In January 2010 Johnson revealed she was pregnant as a surrogate mother for two gay friends who were married in California before the passage of Proposition 8. She has a daughter from a previous marriage who attended Seattle University and lives in Seattle. Johnson gave birth in June 2010 to a baby boy.

On March 4, 2010 Johnson announced she would not seek re-election to the Utah House.

In July 2010 Johnson became the executive director of the GLBT civil rights group South Carolina Equality.

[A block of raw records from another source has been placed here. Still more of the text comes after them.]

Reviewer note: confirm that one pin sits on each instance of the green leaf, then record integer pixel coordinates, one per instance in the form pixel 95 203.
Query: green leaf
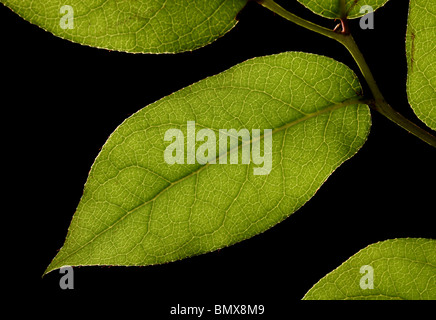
pixel 148 26
pixel 139 210
pixel 331 8
pixel 421 59
pixel 397 269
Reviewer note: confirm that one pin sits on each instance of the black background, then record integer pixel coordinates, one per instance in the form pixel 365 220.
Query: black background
pixel 61 101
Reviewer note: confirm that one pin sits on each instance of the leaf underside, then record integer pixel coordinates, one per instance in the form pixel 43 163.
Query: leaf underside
pixel 331 8
pixel 138 210
pixel 421 60
pixel 143 26
pixel 403 269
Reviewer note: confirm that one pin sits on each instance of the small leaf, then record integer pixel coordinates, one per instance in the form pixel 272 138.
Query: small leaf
pixel 331 8
pixel 421 60
pixel 390 270
pixel 147 26
pixel 139 209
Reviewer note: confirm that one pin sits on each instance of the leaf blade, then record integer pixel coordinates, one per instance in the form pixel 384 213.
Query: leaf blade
pixel 421 60
pixel 144 211
pixel 331 9
pixel 402 269
pixel 158 26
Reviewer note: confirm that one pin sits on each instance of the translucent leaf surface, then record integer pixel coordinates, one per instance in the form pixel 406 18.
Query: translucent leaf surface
pixel 390 270
pixel 149 26
pixel 138 209
pixel 421 59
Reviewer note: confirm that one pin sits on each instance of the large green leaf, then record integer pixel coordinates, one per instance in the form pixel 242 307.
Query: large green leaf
pixel 139 210
pixel 421 59
pixel 151 26
pixel 389 270
pixel 331 8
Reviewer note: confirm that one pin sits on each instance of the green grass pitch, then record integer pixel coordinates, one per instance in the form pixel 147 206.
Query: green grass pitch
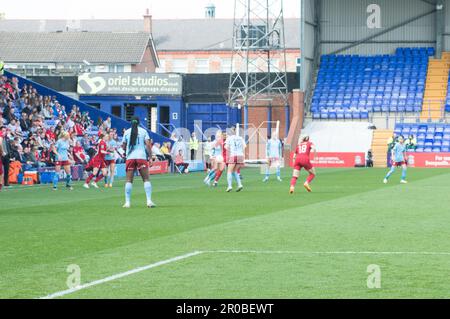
pixel 260 243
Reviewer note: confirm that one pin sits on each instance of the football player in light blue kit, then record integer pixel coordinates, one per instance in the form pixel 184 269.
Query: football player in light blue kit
pixel 274 155
pixel 63 159
pixel 138 148
pixel 399 159
pixel 235 146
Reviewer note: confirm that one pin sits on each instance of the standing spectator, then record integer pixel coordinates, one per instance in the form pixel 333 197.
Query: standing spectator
pixel 193 146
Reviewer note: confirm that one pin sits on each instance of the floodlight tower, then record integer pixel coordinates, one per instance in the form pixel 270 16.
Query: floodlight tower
pixel 258 64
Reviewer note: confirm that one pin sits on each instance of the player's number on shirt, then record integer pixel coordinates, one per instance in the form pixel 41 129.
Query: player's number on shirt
pixel 303 149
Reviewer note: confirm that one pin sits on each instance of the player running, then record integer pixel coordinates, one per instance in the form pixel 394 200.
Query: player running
pixel 399 159
pixel 63 160
pixel 98 163
pixel 235 147
pixel 274 155
pixel 136 141
pixel 110 160
pixel 302 160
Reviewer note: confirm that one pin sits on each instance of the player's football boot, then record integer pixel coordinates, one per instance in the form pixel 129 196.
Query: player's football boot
pixel 307 187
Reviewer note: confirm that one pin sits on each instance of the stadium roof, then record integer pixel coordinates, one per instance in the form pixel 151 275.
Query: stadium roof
pixel 74 47
pixel 169 35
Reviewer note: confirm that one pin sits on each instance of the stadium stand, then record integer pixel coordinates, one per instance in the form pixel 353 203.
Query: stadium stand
pixel 33 116
pixel 354 86
pixel 431 137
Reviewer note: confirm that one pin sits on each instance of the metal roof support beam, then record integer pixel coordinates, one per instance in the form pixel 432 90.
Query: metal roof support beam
pixel 376 35
pixel 440 27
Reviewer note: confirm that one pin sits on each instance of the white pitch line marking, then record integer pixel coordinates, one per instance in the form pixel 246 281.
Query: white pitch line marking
pixel 121 275
pixel 274 252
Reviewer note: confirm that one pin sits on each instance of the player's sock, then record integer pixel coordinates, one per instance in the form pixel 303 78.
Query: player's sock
pixel 68 180
pixel 230 179
pixel 128 189
pixel 403 174
pixel 390 172
pixel 89 179
pixel 55 180
pixel 218 175
pixel 293 181
pixel 238 179
pixel 148 191
pixel 310 178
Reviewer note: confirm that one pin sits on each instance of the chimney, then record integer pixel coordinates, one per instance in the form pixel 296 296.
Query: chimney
pixel 147 21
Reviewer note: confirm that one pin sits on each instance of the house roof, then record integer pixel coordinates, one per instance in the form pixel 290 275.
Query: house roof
pixel 74 47
pixel 168 35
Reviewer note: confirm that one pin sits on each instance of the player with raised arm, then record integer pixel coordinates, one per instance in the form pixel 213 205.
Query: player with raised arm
pixel 274 155
pixel 302 160
pixel 98 162
pixel 235 146
pixel 399 159
pixel 138 146
pixel 63 160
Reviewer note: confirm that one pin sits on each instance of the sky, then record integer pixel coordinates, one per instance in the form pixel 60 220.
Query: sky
pixel 119 9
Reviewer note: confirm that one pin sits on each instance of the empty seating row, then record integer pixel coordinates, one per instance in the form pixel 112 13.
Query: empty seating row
pixel 430 137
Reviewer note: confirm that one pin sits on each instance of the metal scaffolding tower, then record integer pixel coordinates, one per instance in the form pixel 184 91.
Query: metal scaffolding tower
pixel 258 62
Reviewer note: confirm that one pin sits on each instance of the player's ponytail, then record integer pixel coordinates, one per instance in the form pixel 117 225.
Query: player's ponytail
pixel 134 132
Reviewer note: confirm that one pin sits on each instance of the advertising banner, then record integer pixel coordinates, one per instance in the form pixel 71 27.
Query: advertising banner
pixel 430 160
pixel 159 168
pixel 129 83
pixel 337 159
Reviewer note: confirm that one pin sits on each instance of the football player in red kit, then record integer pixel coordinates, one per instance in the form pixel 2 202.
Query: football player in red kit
pixel 98 162
pixel 302 160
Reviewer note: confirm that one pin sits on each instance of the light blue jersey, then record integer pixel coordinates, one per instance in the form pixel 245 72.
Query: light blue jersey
pixel 137 151
pixel 399 151
pixel 112 145
pixel 62 147
pixel 235 145
pixel 273 149
pixel 217 149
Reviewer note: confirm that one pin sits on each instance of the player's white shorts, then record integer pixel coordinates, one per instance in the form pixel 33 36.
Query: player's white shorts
pixel 217 159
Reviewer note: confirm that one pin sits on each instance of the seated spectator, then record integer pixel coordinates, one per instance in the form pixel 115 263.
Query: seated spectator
pixel 411 143
pixel 180 163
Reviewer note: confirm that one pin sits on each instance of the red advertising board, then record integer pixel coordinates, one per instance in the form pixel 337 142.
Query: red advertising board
pixel 159 168
pixel 430 160
pixel 330 159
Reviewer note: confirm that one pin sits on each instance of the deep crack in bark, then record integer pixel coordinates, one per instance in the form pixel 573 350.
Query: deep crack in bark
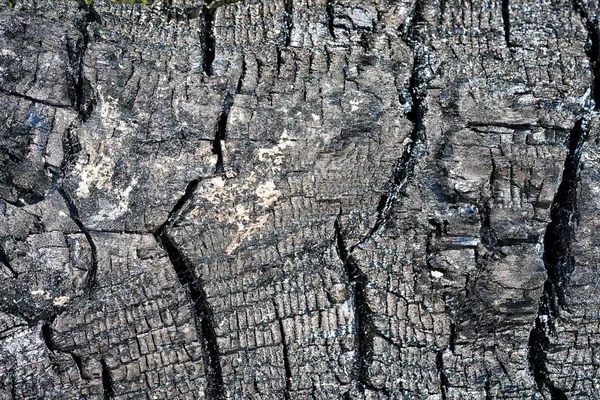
pixel 558 262
pixel 593 51
pixel 506 21
pixel 417 148
pixel 90 281
pixel 362 313
pixel 286 357
pixel 202 311
pixel 439 364
pixel 107 382
pixel 221 130
pixel 208 40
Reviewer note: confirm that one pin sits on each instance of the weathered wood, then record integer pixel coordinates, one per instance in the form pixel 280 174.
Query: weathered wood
pixel 298 199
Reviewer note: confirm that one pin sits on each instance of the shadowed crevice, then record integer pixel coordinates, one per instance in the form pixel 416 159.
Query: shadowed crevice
pixel 286 357
pixel 593 50
pixel 107 382
pixel 559 263
pixel 202 312
pixel 90 281
pixel 208 40
pixel 506 21
pixel 358 281
pixel 416 149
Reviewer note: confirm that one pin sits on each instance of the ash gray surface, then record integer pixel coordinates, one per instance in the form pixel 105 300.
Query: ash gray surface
pixel 299 200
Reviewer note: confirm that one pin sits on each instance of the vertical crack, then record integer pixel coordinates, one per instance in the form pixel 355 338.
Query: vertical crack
pixel 208 40
pixel 593 50
pixel 506 21
pixel 286 357
pixel 107 382
pixel 90 281
pixel 6 261
pixel 47 336
pixel 288 21
pixel 417 148
pixel 84 103
pixel 221 131
pixel 330 18
pixel 202 312
pixel 559 262
pixel 362 313
pixel 444 383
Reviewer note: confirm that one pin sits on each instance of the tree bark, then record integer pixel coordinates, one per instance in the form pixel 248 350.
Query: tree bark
pixel 299 199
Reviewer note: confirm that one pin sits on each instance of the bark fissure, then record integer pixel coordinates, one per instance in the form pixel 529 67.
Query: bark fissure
pixel 107 381
pixel 221 132
pixel 90 282
pixel 202 312
pixel 506 21
pixel 6 261
pixel 593 50
pixel 208 40
pixel 417 148
pixel 286 356
pixel 84 103
pixel 33 99
pixel 358 282
pixel 288 21
pixel 330 18
pixel 559 262
pixel 444 383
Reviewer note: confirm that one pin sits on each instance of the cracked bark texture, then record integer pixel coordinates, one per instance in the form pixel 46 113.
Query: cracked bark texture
pixel 299 199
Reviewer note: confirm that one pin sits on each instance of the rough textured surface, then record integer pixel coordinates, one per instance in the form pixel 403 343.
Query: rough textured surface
pixel 300 199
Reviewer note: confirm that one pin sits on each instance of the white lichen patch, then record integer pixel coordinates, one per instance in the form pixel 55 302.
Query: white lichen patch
pixel 245 232
pixel 267 193
pixel 274 156
pixel 214 190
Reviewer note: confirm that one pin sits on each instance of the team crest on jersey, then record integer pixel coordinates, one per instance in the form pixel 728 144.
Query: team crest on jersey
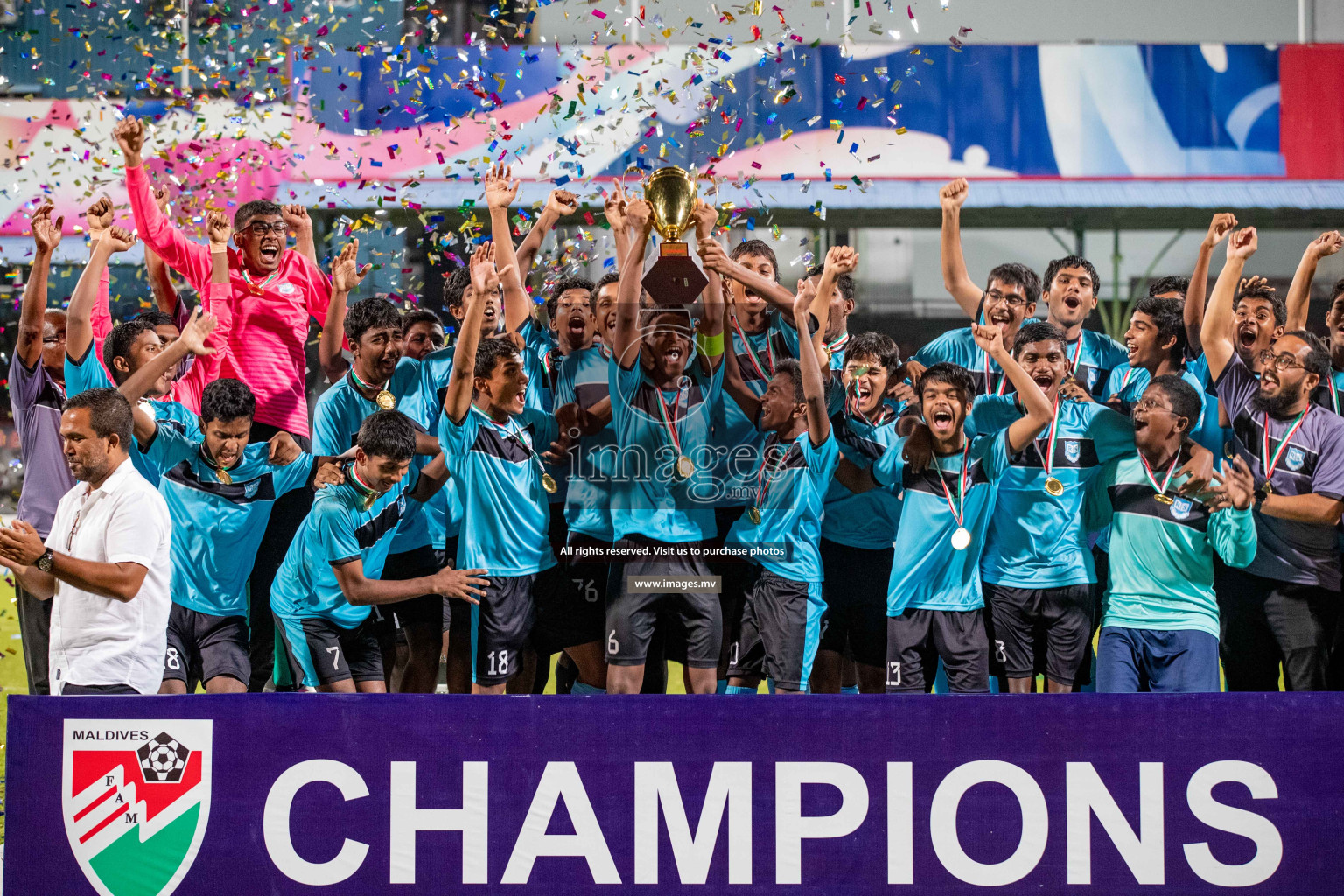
pixel 135 794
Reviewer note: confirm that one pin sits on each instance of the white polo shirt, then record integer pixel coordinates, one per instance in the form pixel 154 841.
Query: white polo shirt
pixel 97 640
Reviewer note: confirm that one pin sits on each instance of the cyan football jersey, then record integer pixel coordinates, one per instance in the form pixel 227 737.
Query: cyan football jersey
pixel 217 527
pixel 928 572
pixel 647 496
pixel 1037 540
pixel 338 416
pixel 788 496
pixel 588 504
pixel 498 472
pixel 870 519
pixel 338 529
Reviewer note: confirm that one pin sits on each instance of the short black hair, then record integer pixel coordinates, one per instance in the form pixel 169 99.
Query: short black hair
pixel 564 285
pixel 1266 294
pixel 253 208
pixel 1168 318
pixel 1015 274
pixel 757 248
pixel 420 316
pixel 1170 285
pixel 1038 332
pixel 1071 261
pixel 226 401
pixel 118 343
pixel 1319 359
pixel 156 318
pixel 843 281
pixel 371 313
pixel 789 367
pixel 1181 396
pixel 952 375
pixel 878 346
pixel 109 413
pixel 388 434
pixel 454 288
pixel 489 352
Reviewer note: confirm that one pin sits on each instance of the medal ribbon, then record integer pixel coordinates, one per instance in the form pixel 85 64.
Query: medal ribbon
pixel 962 488
pixel 363 384
pixel 752 355
pixel 669 416
pixel 764 484
pixel 1266 462
pixel 1152 480
pixel 1047 459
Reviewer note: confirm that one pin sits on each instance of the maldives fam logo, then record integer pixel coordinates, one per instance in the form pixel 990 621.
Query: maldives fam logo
pixel 136 798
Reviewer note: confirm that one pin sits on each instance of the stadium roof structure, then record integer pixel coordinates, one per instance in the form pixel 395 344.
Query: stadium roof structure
pixel 1010 202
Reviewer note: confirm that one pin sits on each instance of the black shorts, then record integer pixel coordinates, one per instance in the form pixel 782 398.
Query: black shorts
pixel 918 639
pixel 426 609
pixel 202 647
pixel 692 622
pixel 857 601
pixel 1027 625
pixel 779 632
pixel 571 602
pixel 501 627
pixel 321 652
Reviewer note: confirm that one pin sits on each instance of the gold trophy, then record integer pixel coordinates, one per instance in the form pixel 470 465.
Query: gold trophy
pixel 675 278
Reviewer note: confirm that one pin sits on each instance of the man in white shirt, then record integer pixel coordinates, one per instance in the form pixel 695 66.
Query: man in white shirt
pixel 107 560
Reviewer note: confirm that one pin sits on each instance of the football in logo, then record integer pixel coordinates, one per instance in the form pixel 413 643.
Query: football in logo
pixel 135 794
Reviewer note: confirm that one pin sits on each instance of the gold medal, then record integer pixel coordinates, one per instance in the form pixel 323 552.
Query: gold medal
pixel 684 468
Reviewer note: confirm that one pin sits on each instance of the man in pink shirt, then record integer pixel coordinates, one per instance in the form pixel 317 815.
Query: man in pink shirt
pixel 275 293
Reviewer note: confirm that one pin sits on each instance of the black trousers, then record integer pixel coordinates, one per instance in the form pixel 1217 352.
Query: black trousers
pixel 35 632
pixel 285 516
pixel 1265 624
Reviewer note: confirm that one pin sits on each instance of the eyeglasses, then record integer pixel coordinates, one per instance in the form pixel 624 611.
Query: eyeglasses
pixel 261 228
pixel 1012 300
pixel 1280 361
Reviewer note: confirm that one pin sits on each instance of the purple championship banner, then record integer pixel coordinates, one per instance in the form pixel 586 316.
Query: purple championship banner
pixel 423 794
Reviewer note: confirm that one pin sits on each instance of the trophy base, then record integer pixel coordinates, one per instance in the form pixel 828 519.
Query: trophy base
pixel 675 278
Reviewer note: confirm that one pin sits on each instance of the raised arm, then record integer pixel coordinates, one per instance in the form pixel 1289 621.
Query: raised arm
pixel 346 278
pixel 500 191
pixel 561 202
pixel 1218 228
pixel 1216 333
pixel 613 207
pixel 628 288
pixel 46 236
pixel 814 388
pixel 1040 410
pixel 303 226
pixel 187 258
pixel 486 280
pixel 78 318
pixel 1300 293
pixel 160 281
pixel 956 280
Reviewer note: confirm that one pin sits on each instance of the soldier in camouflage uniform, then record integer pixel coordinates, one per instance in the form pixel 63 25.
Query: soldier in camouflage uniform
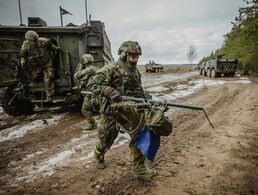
pixel 110 82
pixel 85 69
pixel 37 55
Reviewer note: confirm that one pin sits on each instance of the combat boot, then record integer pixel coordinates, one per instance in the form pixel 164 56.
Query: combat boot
pixel 142 171
pixel 90 124
pixel 99 159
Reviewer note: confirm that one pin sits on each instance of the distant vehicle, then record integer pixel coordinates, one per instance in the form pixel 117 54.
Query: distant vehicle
pixel 219 67
pixel 19 95
pixel 153 67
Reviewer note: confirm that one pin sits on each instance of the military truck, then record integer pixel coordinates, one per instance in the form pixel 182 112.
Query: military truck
pixel 18 95
pixel 218 67
pixel 153 67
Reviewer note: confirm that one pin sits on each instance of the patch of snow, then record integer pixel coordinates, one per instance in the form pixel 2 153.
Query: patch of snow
pixel 20 131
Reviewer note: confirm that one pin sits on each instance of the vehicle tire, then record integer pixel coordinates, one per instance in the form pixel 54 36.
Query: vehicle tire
pixel 18 106
pixel 213 73
pixel 208 73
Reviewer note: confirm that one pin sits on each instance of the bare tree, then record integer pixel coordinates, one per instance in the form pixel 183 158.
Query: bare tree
pixel 191 54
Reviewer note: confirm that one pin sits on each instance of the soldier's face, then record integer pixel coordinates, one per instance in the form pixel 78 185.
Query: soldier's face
pixel 33 42
pixel 133 59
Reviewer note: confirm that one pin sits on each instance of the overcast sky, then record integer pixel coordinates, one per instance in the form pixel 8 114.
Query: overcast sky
pixel 164 28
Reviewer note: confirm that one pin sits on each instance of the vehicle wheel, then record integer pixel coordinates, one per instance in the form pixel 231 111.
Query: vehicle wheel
pixel 208 73
pixel 213 73
pixel 17 106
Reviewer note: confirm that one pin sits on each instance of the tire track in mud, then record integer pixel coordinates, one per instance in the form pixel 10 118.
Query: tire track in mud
pixel 194 172
pixel 192 134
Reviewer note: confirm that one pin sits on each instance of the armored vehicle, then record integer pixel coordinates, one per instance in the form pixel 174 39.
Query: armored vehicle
pixel 219 67
pixel 153 67
pixel 18 94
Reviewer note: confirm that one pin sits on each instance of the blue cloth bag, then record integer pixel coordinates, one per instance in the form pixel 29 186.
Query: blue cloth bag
pixel 147 142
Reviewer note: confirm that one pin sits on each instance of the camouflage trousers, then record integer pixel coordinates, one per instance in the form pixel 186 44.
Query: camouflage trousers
pixel 48 76
pixel 125 118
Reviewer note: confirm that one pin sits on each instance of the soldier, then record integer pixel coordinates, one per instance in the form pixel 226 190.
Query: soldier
pixel 37 54
pixel 85 69
pixel 109 83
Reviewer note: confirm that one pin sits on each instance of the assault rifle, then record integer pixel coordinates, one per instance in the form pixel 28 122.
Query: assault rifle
pixel 144 102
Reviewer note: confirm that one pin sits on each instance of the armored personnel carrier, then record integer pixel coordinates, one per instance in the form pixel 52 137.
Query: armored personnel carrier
pixel 153 67
pixel 219 67
pixel 18 95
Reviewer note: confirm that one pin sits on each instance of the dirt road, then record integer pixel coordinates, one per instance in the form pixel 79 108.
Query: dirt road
pixel 52 154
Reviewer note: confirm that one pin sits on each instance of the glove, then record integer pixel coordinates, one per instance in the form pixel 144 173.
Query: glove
pixel 112 93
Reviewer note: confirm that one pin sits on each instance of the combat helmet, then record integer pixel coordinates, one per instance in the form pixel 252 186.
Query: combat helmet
pixel 87 59
pixel 31 35
pixel 130 47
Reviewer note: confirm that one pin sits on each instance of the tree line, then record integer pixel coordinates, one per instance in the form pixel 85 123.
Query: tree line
pixel 242 41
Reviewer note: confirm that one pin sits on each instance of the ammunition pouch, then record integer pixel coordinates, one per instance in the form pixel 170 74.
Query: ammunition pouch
pixel 157 121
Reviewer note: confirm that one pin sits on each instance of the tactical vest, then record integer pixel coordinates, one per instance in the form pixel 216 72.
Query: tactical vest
pixel 127 80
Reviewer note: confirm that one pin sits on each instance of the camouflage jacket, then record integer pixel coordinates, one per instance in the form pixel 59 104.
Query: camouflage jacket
pixel 39 55
pixel 119 76
pixel 84 73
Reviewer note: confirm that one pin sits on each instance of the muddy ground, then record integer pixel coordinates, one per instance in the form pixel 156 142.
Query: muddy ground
pixel 51 153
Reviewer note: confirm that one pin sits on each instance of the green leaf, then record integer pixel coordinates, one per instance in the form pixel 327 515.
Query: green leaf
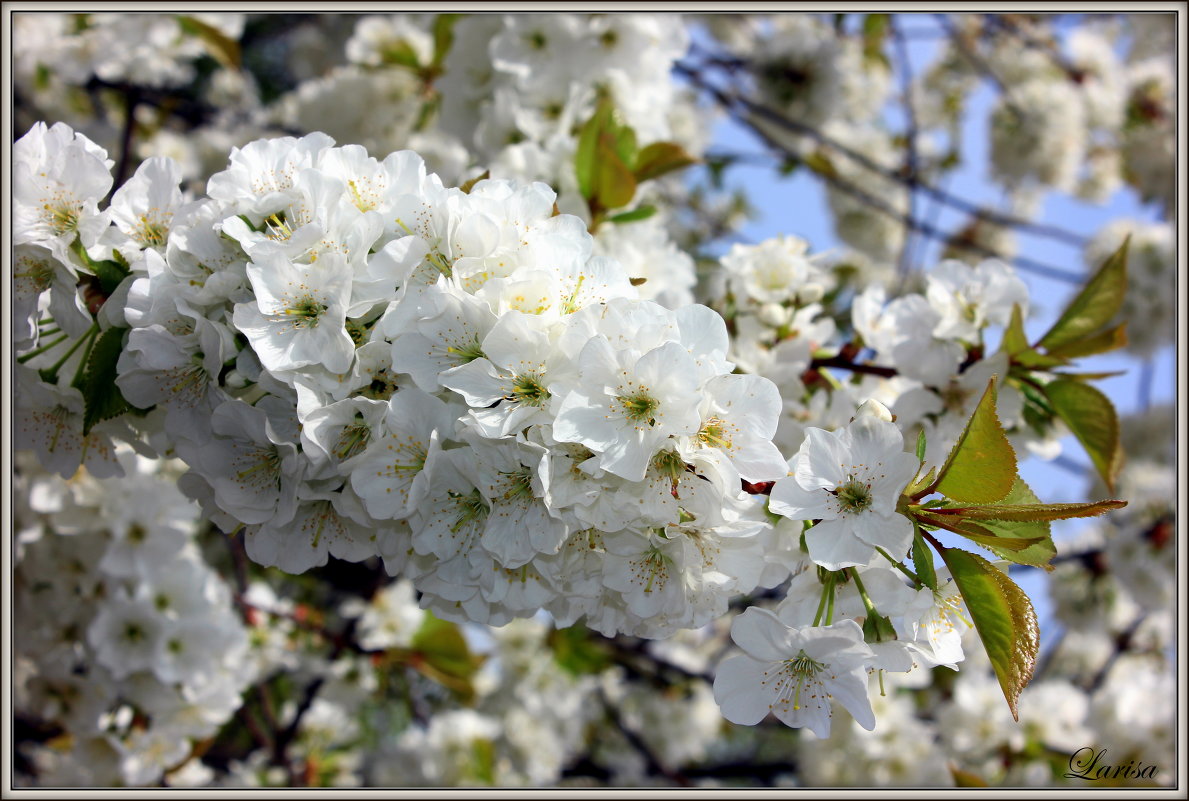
pixel 1112 339
pixel 614 183
pixel 1016 345
pixel 878 629
pixel 623 142
pixel 966 779
pixel 1004 618
pixel 1095 306
pixel 661 158
pixel 606 150
pixel 979 533
pixel 441 644
pixel 221 48
pixel 1092 417
pixel 875 30
pixel 444 37
pixel 981 467
pixel 1014 339
pixel 101 397
pixel 923 560
pixel 634 215
pixel 1037 512
pixel 578 651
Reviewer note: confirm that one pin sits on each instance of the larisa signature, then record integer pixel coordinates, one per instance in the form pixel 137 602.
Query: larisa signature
pixel 1089 764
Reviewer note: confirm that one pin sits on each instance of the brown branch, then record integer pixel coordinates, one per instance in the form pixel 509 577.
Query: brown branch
pixel 910 166
pixel 853 366
pixel 729 101
pixel 733 102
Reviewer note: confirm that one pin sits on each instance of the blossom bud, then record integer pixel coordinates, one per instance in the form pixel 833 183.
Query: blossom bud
pixel 811 292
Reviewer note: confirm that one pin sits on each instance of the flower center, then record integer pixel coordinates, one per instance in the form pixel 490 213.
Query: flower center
pixel 639 407
pixel 713 434
pixel 798 672
pixel 307 311
pixel 466 351
pixel 853 496
pixel 62 216
pixel 471 509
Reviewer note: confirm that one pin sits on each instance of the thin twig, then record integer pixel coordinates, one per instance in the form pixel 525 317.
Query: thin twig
pixel 1008 24
pixel 910 111
pixel 1121 644
pixel 655 767
pixel 979 62
pixel 731 102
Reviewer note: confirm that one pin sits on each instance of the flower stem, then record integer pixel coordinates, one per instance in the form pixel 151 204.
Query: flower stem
pixel 900 567
pixel 48 346
pixel 862 592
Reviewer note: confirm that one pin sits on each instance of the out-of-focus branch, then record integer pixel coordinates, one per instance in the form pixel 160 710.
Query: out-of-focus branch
pixel 735 103
pixel 980 63
pixel 654 764
pixel 729 100
pixel 911 164
pixel 1010 25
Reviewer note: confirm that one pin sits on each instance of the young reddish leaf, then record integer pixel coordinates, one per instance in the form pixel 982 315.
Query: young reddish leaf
pixel 634 215
pixel 1094 307
pixel 444 37
pixel 981 467
pixel 101 397
pixel 587 149
pixel 923 560
pixel 1037 555
pixel 979 534
pixel 614 183
pixel 1016 345
pixel 442 645
pixel 1092 417
pixel 1032 512
pixel 1004 618
pixel 966 779
pixel 661 158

In January 2012 Johnson offered a TEDx talk entitled "Say Yes" in Columbia, South Carolina. TEDx Talk

In October 2012 Johnson stepped down as executive director of South Carolina Equality. During her 29 months as executive director, SC Equality acquired the second pro-equality license plate in the Nation, created a PAC and defeated an anti-transgender health care bill. Johnson also facilitated a working relationship between the SC NAACP and SC Equality to bring about the introduction of statewide hate crime legislation.

In May 2013, Johnson became the Vice President of External Affairs for Planned Parenthood of Greater Washington and North Idaho and later resigned on March 28, 2014, to travel internationally and consult with NGOs abroad.

In May 2014, she traveled to Thailand, providing non-profit consulting to a Dhammakaya Buddhist Monk and in November 2014, Johnson became State Program Manager for the South Carolina Chapter of Experience Works, formerly Green Thumb, which until 2017 was the largest SCSEP grantee of DOL funding under the Older Americans Act.

Johnson altered her career path in 2017, becoming a private chef.